The Board’s role in France in the face of a Takeover Bid. Some of the modifications to the Florange Law in the treatment of takeover bids has garnered relative consensus (for example: lowering the threshold of “excessive speed” in the acquisition). But it’s true that other measures have been criticised. For example, the Florange Law calls into question the choice in the case of the transposition of the 2004 directive in as far as concerns the principal of the Board’s neutrality, which is abandoned. This abandonment damaged the image of the Paris Bourse, given that the neutrality of the Board is perceived as a “virtuo-so” mechanism. And the Florange Law, as a protectionist measure, seems thus to make it more difficult for hostile bids to succeed.
Notwithstanding, it doesn’t have to cause this effect in practice, given that this measure has a limited effect.
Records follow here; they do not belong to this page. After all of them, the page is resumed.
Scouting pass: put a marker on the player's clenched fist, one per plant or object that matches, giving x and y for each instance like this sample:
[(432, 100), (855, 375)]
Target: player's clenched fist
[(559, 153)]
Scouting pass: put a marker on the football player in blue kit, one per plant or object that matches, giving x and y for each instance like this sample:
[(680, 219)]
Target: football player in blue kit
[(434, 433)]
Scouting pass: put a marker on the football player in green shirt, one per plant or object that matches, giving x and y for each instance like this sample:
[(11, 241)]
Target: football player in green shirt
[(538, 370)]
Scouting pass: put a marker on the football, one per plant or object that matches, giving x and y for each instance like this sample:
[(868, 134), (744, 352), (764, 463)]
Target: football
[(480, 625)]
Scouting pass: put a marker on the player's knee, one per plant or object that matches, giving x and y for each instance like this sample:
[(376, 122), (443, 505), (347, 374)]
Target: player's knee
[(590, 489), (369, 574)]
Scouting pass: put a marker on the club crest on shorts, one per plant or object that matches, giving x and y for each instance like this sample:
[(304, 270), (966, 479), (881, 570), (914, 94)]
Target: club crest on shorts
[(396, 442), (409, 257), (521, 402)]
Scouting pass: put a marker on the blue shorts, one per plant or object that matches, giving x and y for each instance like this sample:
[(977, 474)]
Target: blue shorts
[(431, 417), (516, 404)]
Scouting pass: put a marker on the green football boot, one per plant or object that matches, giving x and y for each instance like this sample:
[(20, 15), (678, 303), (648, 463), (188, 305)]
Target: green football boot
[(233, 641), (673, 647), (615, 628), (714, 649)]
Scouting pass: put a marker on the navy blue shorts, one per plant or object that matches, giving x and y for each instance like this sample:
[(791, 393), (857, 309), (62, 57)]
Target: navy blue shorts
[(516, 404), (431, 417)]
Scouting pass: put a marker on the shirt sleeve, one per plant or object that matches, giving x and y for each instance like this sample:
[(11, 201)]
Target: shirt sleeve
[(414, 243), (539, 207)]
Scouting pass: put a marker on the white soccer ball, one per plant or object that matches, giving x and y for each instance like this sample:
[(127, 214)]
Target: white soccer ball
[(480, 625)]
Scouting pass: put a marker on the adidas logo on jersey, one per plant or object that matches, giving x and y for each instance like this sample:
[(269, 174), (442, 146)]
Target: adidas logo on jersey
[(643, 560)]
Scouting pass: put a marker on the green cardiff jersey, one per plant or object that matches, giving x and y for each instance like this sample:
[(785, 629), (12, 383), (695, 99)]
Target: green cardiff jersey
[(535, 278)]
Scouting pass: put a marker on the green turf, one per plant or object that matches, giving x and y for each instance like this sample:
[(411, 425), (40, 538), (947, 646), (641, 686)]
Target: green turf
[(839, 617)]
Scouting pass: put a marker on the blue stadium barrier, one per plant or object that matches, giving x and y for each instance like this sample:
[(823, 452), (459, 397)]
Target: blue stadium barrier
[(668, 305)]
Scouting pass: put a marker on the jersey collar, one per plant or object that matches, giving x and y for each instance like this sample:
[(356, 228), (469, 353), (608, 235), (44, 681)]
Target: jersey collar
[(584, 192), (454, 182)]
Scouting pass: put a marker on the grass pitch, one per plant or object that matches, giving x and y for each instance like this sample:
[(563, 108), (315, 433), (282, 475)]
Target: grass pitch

Companies can repeal it by modifying its statutes and the risks assumed by its managers in terms of responsability, in the event of the measures to avoid takeover bids being contrary to social interest.
The Workers Committee’s new procedure of consultations and information could slowdown and even block, particularly when the Committee considers that it does not have enough information, both friendly and hostile bids. And this might fuel the hostility of employees due to the delays and risks which this reinforcement could cause whilst the bidder is seen to be committed from the very start. That said, if the new procedure delays the launch and makes the development of any bid more complicated, this could lead to failure. Another factor which could dissuade anyone from launching a takeover bid in France, especially if comes from a foreign company, is the protectionist “climate” which is fairly widespread. At times it has led the Government to take a stance against a specific operation (as in the case of Danone) and has also inspired the mechanisms which appear in the Florange Law. But French and European law provide anyone who launches a bid with important protection against this kind of situation.